1 Samuël 1:1-2
1 Samuël 1:1-2 Statenvertaling (Importantia edition) (STV)
Daar was een man van Ramathaïm-Zofim, van het gebergte van Efraïm, wiens naam was Elkana, een zoon van Jerocham, den zoon van Elihu, den zoon van Tochu, den zoon van Zuf, een Efrathiet. En hij had twee vrouwen; de naam van de ene was Hanna, en de naam van de andere was Peninna. Peninna nu had kinderen, maar Hanna had geen kinderen.
1 Samuël 1:1-2 Herziene Statenvertaling (HSV)
Er was een man uit Ramathaïm-Zofim, uit het bergland van Efraïm, en zijn naam was Elkana, een zoon van Jeroham, de zoon van Elihu, de zoon van Tochu, de zoon van Zuf, een Efrathiet. En hij had twee vrouwen. De naam van de ene was Hanna en de naam van de andere Peninna. Nu had Peninna kinderen, maar Hanna had geen kinderen.
1 Samuël 1:1-2 NBG-vertaling 1951 (NBG51)
Er was een zeker man uit Ramataïm-Sofim, uit het gebergte van Efraïm, die Elkana heette, de zoon van Jerocham, de zoon van Elihu, de zoon van Tochu, de zoon van Suf, een Efratiet. Deze had twee vrouwen: de ene heette Hanna en de andere Peninna; Peninna had kinderen, maar Hanna had geen kinderen.
1 Samuël 1:1-2 Het Boek (HTB)
In Rama, in de streek Suf, in het gebergte van Efraïm, woonde Elkana. Hij was de zoon van Jeroham, zijn grootvader heette Elihu en zijn overgrootvader Tochu. Tochu stamde af van Suf en behoorde tot de stam Efraïm. Elkana had twee vrouwen, Hanna en Peninna. Peninna had kinderen, maar Hanna was tot nog toe kinderloos gebleven.

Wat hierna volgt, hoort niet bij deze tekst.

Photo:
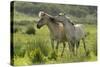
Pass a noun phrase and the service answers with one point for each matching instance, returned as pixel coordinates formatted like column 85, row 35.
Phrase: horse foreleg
column 57, row 46
column 77, row 46
column 52, row 43
column 63, row 48
column 84, row 45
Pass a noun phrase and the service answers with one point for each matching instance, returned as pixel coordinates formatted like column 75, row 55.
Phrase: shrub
column 30, row 30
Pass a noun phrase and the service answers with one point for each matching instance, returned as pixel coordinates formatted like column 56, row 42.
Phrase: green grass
column 36, row 49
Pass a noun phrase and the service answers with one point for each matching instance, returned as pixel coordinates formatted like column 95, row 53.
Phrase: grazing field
column 36, row 48
column 32, row 46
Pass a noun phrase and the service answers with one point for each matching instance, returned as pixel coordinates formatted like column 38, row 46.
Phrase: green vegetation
column 32, row 45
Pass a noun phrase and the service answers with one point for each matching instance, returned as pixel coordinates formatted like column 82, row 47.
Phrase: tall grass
column 36, row 49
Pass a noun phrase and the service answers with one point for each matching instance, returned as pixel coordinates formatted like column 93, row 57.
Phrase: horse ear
column 52, row 19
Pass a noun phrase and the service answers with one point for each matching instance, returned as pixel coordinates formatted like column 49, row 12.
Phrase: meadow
column 32, row 46
column 35, row 48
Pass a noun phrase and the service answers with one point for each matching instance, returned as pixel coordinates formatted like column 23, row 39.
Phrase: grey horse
column 56, row 29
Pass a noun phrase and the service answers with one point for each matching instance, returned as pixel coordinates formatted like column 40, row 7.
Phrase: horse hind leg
column 77, row 46
column 64, row 44
column 84, row 45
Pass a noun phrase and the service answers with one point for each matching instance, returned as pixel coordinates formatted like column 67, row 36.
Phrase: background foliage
column 32, row 45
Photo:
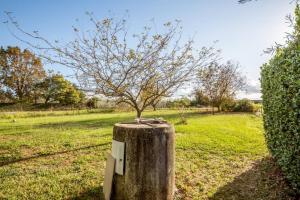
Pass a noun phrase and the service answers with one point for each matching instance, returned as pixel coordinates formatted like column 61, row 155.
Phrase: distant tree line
column 23, row 79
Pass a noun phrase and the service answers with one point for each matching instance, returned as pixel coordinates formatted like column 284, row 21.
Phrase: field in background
column 62, row 155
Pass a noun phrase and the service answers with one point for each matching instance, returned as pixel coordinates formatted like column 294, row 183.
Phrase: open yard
column 62, row 156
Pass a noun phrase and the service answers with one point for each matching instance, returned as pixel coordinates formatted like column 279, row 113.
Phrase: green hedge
column 280, row 80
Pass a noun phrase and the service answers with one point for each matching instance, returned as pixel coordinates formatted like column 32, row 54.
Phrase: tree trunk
column 149, row 161
column 138, row 113
column 154, row 107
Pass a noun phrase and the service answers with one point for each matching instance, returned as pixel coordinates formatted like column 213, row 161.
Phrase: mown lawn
column 63, row 156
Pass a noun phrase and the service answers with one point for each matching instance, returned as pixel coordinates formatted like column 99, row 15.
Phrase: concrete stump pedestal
column 149, row 161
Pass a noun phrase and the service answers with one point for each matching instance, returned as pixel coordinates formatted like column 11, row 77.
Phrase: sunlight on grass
column 63, row 156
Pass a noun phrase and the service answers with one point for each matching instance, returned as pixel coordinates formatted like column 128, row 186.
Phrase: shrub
column 281, row 102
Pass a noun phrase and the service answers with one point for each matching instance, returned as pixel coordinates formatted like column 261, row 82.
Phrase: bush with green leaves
column 280, row 80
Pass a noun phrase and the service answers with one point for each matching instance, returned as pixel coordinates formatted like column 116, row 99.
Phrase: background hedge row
column 280, row 80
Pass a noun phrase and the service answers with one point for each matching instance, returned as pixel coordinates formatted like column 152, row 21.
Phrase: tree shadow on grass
column 4, row 163
column 95, row 193
column 263, row 181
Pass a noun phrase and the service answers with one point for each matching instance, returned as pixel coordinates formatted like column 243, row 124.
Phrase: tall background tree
column 19, row 72
column 219, row 82
column 153, row 65
column 55, row 88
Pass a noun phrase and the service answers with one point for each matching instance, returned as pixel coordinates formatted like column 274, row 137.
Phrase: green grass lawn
column 62, row 156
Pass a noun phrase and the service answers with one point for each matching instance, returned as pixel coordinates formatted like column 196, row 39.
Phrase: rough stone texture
column 149, row 161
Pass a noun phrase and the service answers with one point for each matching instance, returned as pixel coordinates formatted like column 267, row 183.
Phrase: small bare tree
column 149, row 67
column 220, row 82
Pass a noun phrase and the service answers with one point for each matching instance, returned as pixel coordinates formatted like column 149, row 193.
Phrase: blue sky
column 243, row 30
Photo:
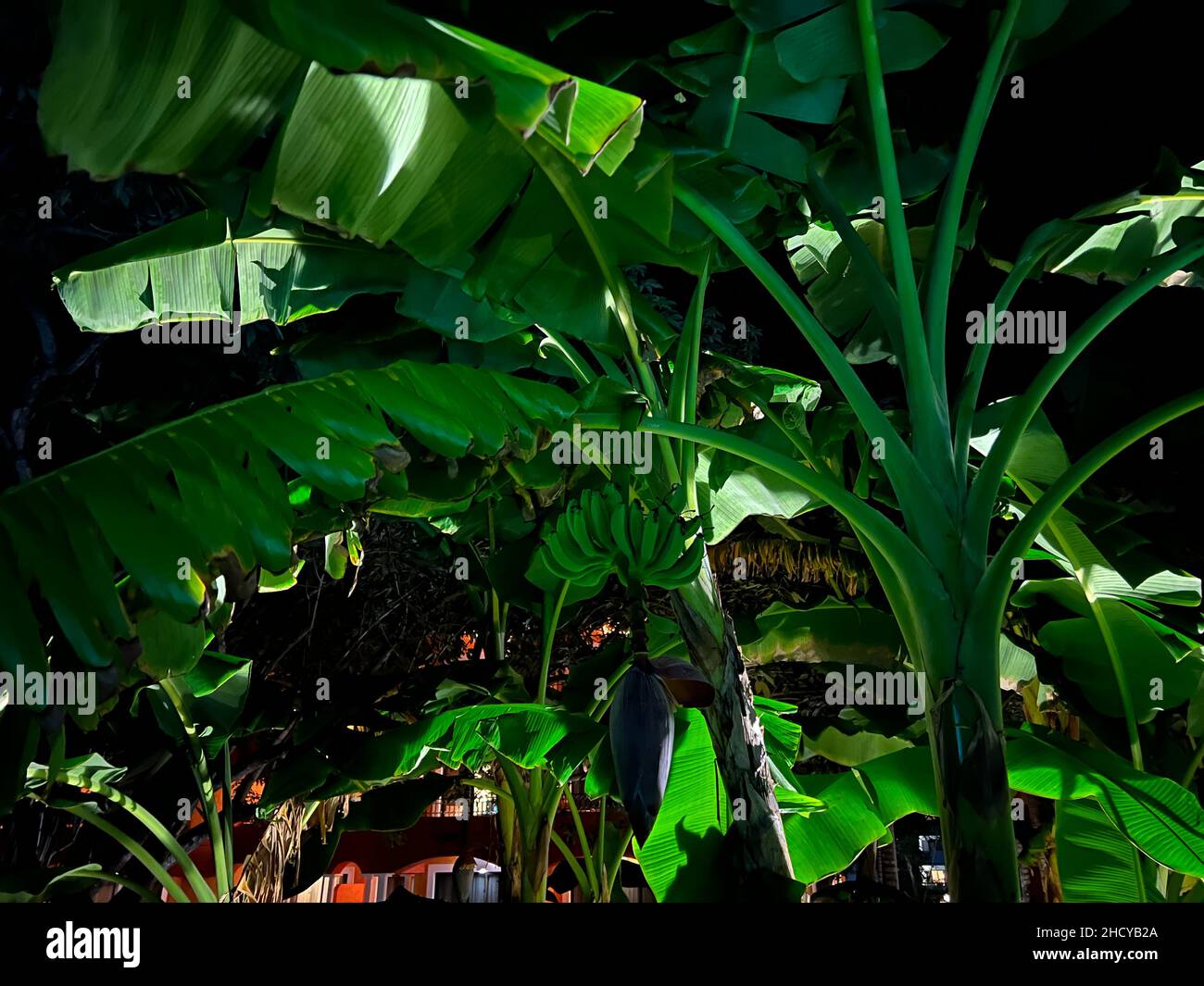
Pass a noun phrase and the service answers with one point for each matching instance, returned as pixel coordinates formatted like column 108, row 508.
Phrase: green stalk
column 1197, row 758
column 153, row 867
column 144, row 892
column 867, row 520
column 991, row 597
column 919, row 499
column 926, row 393
column 561, row 175
column 486, row 785
column 975, row 368
column 550, row 621
column 684, row 389
column 496, row 624
column 1102, row 624
column 585, row 845
column 572, row 357
column 149, row 821
column 600, row 855
column 205, row 782
column 986, row 483
column 519, row 797
column 583, row 881
column 228, row 809
column 939, row 268
column 746, row 56
column 880, row 292
column 805, row 448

1 Samuël 1:1-2 BasisBijbel, de bijbel in makkelijk Nederlands (BB)
In Ramataïm-Zofim, in de bergen van de stam van Efraïm, woonde een man die Elkana heette. Hij was de zoon van Jerocham, die een zoon was van Elihu, die een zoon was van Tochu, die een zoon was van Zuf, uit Efrat. Elkana had twee vrouwen: Hanna en Peninna. Peninna had kinderen, maar Hanna niet.